Al-Mutairi N.,Kuwait University | Eldin O.N.,Farwaniya Hospital
Indian Journal of Dermatology, Venereology and Leprology | Year: 2011

Background: Alopecia areata (AA) is the most common cause of localized, non-scarring alopecia. Stress and other psychological factors have been implicated in the causation of the disease, and it is also found to alter the course of the disease process. Unfortunately no one has studied the impact of AA on the quality of life, which includes the social life of the patients. Aim: To study the clinical profile and impact of alopecia areata on the quality of life, including the social life of adult patients with severe forms of the disease. Methods: The present study determined the clinical pattern of AA and its impact on the quality of life (QOL) in all the patients with severe forms of alopecia areata attending the Dermatology Outpatient Department. Results: The male: female ratio was 1.86: 1. Most (58.03%) of the patients were between 21 and 40 years of age.

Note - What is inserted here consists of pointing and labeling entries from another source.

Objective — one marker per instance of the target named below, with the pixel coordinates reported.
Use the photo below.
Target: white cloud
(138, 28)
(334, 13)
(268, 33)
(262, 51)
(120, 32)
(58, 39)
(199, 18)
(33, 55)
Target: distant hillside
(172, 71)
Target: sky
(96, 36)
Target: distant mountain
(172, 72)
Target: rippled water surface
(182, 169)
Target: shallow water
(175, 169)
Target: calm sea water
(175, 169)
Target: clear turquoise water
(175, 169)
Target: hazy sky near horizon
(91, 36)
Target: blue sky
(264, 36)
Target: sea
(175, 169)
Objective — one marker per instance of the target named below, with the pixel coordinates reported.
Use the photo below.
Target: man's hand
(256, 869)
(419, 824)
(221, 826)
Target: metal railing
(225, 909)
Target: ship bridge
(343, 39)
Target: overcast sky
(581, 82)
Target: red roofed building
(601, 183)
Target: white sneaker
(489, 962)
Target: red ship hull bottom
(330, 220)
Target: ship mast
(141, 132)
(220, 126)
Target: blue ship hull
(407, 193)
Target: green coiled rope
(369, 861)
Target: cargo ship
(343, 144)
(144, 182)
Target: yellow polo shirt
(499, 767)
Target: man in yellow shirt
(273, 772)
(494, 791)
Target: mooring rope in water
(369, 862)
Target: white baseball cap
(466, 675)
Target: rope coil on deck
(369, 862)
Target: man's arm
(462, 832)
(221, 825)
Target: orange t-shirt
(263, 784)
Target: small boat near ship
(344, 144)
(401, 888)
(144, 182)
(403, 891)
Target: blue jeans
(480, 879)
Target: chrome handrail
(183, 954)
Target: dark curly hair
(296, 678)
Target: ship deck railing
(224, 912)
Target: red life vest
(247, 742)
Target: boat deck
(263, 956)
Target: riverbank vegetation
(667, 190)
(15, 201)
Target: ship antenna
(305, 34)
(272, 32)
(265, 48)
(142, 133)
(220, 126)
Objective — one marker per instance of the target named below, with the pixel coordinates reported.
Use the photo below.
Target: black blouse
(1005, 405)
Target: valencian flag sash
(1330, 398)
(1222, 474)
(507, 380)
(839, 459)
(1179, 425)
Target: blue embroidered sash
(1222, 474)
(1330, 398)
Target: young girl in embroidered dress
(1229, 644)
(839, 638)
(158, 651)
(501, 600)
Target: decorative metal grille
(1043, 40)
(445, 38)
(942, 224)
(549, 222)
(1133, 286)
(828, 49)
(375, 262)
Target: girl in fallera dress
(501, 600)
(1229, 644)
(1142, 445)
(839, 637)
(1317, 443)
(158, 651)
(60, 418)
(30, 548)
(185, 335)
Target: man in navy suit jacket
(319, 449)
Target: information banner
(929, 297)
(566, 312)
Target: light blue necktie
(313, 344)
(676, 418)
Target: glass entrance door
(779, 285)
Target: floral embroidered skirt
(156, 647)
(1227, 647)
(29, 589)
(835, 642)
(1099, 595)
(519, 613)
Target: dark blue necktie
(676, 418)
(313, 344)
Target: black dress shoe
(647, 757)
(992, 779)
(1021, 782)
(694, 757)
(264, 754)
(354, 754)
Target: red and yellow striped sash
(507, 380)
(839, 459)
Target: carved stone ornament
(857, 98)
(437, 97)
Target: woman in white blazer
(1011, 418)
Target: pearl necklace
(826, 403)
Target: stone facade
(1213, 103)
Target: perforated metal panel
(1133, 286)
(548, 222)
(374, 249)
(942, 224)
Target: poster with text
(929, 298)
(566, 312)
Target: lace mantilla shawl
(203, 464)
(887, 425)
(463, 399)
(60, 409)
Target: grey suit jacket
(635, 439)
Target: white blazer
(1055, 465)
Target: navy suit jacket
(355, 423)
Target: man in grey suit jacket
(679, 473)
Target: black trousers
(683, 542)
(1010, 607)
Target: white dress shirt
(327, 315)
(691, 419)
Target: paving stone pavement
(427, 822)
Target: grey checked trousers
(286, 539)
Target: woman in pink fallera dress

Almost 40% of the patients had associated systemic disease or other dermatological disorders. A family history of AA was found in 593 (20.02%) of the patients. Nail changes were observed in 297 (10%) of the patients. There were significant differences between the mean Dermatology Life Quality Index (DLQI) score in cases with severe forms of AA and controls (p0 < 0.001). Conclusions: Severe forms of alopecia areata had a major impact on the psychosocial well-being of the patients. These individuals had to be treated early, and they required more than just prescription drugs. Educational and psychological support in addition to medical therapy for AA could improve their long-term physical outcomes.